Hace unos días, en el programa de radio que hacemos mi compañero, Lic. Ramón Ortíz y quien escribe, comentamos el alto costo de la carne en el mercado local.
“¿Por qué crees que sea, Daniel?”, me preguntaba.
Le di algunas razones de mercado, pero no quedé satisfecho, más porque mi esposa, Elizabeth, ese mismo día me comentó lo mismo. Entonces me puse a investigar.
Y lo que encontré no es para abrir apetito. El kilo de rib eye ya alcanzó la descabellada cifra de mil 150 pesos en Juárez. No es broma ni cifra inflada: está ahí, colgado en tablillas de carnicerías de cortes premium. En tiendas de mayoreo, la carne para asar —esa de diario, la de las parrilladas humildes— ronda los 154 pesos. Y en carnicerías del Centro, los tablajeros admiten un aumento promedio del 10 por ciento en apenas ocho meses.
Con esos números, la pregunta es obvia: ¿por qué la carne sube si tenemos más de 600 mil cabezas de ganado varadas en el país que no han podido cruzar a Estados Unidos? En teoría debería abaratarse. Pero no. La realidad es más cruel que el cuchillo del carnicero.
El ganadero gasta más en alimentar al hato porque la sequía devoró pasturas desde hace tres años. La demanda no cede, porque las familias que pueden, siguen comprando. El precio de la carne en Estados Unidos también sube y nos arrastra. Y lo más simpático —por no decir descarado— es que unos cuantos grandes distribuidores fijan los precios sin rubor, como si Juárez entero dependiera de sus antojos. Al final, el consumidor paga más. Siempre.
Algunos dicen: “Pues cambien la proteína, hombre. ¡Huevos o almendras!”. Buena ocurrencia: los huevos no son malos, pero, ¿cuántos habría que comer para sustituir un kilo de carne? Y las almendras… con su precio importado, parecen broma cruel.

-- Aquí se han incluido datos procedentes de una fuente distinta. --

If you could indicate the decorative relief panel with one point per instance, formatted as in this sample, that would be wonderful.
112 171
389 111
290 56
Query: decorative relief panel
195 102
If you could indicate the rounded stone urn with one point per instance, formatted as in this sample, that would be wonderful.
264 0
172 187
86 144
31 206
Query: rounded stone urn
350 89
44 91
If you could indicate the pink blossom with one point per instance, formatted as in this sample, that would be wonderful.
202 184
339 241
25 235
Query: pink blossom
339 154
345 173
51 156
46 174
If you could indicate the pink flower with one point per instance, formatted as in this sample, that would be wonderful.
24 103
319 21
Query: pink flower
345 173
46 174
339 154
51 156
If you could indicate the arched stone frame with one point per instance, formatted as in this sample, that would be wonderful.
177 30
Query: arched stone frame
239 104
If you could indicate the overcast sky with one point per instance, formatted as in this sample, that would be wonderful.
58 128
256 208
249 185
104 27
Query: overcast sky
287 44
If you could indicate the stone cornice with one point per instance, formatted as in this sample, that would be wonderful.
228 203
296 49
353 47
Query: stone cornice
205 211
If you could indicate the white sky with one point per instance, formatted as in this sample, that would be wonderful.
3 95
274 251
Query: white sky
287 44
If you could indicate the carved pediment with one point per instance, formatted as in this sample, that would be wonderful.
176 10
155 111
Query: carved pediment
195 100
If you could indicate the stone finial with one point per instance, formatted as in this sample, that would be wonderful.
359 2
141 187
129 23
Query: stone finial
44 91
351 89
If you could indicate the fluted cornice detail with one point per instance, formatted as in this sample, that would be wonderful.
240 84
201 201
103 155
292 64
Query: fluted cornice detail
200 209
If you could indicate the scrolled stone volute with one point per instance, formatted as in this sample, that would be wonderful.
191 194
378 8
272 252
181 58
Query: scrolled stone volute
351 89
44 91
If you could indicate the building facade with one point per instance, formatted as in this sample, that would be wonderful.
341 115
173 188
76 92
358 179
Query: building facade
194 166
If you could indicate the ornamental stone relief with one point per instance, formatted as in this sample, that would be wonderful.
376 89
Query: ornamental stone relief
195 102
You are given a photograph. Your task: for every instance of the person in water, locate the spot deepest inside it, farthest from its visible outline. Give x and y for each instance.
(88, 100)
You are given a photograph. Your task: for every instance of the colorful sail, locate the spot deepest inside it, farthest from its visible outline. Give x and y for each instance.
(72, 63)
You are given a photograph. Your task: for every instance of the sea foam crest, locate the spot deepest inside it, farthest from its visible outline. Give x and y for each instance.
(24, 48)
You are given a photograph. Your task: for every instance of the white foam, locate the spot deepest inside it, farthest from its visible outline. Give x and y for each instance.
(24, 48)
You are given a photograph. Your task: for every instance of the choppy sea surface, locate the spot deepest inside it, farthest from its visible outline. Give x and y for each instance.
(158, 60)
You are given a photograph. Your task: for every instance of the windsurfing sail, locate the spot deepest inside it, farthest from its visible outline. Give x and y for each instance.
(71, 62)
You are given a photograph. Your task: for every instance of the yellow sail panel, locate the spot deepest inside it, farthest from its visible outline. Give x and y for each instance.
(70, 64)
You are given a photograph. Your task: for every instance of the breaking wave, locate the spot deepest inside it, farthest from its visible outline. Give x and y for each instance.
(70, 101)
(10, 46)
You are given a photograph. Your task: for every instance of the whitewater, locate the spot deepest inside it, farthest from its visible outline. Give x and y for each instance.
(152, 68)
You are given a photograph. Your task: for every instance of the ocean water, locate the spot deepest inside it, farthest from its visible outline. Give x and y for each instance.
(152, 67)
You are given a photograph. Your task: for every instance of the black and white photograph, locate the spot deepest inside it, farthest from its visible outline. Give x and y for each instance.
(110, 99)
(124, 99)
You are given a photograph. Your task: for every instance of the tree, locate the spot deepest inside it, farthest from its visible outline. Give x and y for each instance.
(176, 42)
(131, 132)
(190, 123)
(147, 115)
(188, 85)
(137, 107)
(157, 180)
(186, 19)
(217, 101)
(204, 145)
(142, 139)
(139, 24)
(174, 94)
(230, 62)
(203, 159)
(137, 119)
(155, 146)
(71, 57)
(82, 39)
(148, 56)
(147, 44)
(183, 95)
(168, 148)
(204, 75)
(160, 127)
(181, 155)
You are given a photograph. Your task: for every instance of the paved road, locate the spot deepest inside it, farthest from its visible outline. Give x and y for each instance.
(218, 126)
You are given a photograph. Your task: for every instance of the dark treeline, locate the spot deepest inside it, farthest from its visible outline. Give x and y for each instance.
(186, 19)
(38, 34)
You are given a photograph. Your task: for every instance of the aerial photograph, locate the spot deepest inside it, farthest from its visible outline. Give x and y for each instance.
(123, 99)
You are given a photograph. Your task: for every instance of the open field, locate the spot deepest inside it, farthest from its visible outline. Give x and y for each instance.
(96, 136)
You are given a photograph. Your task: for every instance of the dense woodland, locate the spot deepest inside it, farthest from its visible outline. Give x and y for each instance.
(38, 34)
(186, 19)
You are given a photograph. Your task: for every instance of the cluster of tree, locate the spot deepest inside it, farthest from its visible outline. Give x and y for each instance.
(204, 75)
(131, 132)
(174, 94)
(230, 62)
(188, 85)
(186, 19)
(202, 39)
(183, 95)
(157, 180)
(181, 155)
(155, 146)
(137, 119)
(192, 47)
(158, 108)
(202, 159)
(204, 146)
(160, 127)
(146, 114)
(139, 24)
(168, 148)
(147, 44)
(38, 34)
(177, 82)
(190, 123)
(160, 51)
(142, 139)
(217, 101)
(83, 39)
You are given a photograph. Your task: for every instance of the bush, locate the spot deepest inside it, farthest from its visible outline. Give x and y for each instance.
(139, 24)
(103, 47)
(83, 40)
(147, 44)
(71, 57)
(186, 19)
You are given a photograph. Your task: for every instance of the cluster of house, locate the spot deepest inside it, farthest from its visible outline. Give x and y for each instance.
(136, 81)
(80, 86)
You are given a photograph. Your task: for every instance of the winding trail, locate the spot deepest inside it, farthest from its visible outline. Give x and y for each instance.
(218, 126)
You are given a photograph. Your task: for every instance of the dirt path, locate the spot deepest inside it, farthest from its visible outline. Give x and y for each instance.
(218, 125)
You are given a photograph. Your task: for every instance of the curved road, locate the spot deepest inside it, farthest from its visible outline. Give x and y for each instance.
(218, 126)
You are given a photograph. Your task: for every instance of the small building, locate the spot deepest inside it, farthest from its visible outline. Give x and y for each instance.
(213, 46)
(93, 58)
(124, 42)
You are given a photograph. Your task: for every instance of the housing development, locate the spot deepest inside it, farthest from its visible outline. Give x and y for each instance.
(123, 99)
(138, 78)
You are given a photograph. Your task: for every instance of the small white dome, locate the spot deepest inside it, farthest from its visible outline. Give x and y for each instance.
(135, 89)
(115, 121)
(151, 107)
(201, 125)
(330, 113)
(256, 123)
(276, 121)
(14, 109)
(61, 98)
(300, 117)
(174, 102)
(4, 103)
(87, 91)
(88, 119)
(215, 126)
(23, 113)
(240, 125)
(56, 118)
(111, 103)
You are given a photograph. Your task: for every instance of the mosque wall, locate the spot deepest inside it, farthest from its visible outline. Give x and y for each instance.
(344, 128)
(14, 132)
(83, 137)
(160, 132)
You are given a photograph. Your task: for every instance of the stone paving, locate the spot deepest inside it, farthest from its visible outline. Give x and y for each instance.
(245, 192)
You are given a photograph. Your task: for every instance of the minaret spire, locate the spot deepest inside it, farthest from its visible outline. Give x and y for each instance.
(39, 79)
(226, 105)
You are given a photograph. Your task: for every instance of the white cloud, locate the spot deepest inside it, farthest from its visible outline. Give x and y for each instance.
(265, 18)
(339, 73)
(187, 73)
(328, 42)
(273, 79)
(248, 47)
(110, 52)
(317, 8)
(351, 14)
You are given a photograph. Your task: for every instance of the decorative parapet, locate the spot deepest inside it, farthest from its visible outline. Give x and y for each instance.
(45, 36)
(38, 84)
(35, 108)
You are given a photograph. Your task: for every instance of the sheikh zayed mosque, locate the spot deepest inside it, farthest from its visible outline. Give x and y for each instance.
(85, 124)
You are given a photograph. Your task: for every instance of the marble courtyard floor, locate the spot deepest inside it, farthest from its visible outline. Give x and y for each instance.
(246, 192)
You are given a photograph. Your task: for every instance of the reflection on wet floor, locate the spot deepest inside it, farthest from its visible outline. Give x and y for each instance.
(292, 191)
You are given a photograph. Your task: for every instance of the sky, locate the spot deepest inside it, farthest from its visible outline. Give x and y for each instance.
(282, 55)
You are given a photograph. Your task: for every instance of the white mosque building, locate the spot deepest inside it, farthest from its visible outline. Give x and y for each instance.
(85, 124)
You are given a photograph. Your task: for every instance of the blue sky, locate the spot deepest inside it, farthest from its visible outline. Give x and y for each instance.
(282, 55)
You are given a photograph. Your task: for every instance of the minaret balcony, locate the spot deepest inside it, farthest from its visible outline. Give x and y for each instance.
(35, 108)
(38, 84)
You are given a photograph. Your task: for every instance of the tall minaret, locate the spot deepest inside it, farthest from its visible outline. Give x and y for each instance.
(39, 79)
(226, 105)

La otra salida: hacerse vegetariano. Bonito plan, salvo que el vegetariano promedio no es precisamente el modelo de vigor que Juárez necesita. “Eso no nos pone de muy buen color”, diría mi abuela. Y la ironía se vuelve amarga cuando pensamos que la carne, en una ciudad de frontera, símbolo de reunión y resistencia, se esté volviendo lujo de aparador.
Ahora; lo verdaderamente grave es que las familias juarenses de menores ingresos ya están reduciendo su consumo de carne. Cambian bistec por vísceras, res por cerdo, o de plano por embutidos que llenan, pero no nutren. Los restaurantes suben precios y pierden clientes. Y la inflación en cadena se nota hasta en el burrito de la esquina, en la torta de la lonchera y en el menudo de los domingos.
Todo esto no es solo un problema de pesos y centavos. Es un problema de dignidad. Porque una sociedad que empieza a ver la carne como un lujo, está reconociendo que la mesa se empobrece.
¿Soluciones? Las de siempre: apoyar al ganadero, regular a los intermediarios, diversificar la dieta. Lo que no podemos hacer es acostumbrarnos. Porque si seguimos este camino, en Juárez la pregunta ya no será “¿qué corte compramos?”, sino, “¿cuántos huevos alcanzan para toda la semana?”. Y no, eso no es ironía. Eso es la realidad que nos están cocinando y también, el Meollo del Asunto.